I like to wear beautiful things but that depends on the occasion. Occasion dictates what I wear. I give glory to God because God has given me what I wanted. I just pray to God to give me good health and let my children be more successful than I am.

You studied Law at the University of Lagos as First Lady of the state; did you do that because of your ambition to go into politics?

When we were in government house, (Lagos) I said to myself that when we leave office, I would want to remain relevant. I don’t want to be called ‘former this and that’. Reading law at that time was very stressful. Then, we’d go for ‘Better Life For Rural Women Programme’, and when we came back, I’d be getting ready to go to UNILAG. My social life was on the average, so I was able to cope. I didn’t look at the university environment then, I was looking at the future. I was not carried away about the office. When I told my husband, he couldn’t believe it.

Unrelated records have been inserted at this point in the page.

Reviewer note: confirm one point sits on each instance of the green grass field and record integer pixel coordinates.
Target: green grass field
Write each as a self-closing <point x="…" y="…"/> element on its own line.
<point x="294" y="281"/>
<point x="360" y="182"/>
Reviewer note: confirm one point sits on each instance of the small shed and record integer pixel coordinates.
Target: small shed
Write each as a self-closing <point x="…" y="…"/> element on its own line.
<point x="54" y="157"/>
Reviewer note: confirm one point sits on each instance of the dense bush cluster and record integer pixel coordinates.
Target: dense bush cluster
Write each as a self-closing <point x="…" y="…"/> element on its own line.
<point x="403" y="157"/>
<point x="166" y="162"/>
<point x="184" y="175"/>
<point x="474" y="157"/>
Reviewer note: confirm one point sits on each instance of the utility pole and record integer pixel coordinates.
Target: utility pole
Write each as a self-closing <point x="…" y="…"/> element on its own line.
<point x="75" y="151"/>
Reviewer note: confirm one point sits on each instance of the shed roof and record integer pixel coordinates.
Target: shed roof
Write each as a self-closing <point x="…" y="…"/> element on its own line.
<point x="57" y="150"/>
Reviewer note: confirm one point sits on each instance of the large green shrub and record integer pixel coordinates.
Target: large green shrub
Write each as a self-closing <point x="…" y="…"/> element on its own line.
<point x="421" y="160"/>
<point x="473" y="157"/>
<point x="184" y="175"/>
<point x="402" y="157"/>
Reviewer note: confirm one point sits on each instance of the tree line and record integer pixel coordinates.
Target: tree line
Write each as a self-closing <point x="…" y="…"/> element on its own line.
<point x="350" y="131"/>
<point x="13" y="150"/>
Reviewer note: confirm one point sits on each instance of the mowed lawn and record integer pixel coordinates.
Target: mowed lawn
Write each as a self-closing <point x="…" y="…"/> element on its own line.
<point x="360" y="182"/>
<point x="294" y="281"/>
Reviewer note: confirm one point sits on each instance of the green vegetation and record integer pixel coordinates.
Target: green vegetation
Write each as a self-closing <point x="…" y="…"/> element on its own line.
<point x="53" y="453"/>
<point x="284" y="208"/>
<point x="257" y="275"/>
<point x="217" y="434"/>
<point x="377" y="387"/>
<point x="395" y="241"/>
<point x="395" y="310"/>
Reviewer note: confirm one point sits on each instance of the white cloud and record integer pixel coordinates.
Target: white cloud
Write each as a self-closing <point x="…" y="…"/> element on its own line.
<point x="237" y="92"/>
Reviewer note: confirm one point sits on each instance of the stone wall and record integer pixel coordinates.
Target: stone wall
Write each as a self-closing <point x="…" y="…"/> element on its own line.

So you are going back to the Senate in 2019?

It is God that gives position, it is God that gives promotion, and if it is the will of God, so be it. This is my second term, if God helps me to get my ticket and I sail through my election, at least I would really sit down to my bill. In the 8th Assembly, I was having a lot of distractions. My governor and I have been on a rat race since 2015. He was instigating all sorts of legal actions. He encouraged the opposition then to take me to the tribunal. I won. He said we should go to appeal. I won the appeal. He went back to the 2014 primary and asked the contestant to come and challenge me. The case is still in the Supreme Court. So, I won all the litigation. I think about four months ago, he encouraged the boy to go to appeal. He likes pulling people down. I could say it to his face, because he derives joy from other people’s downfall.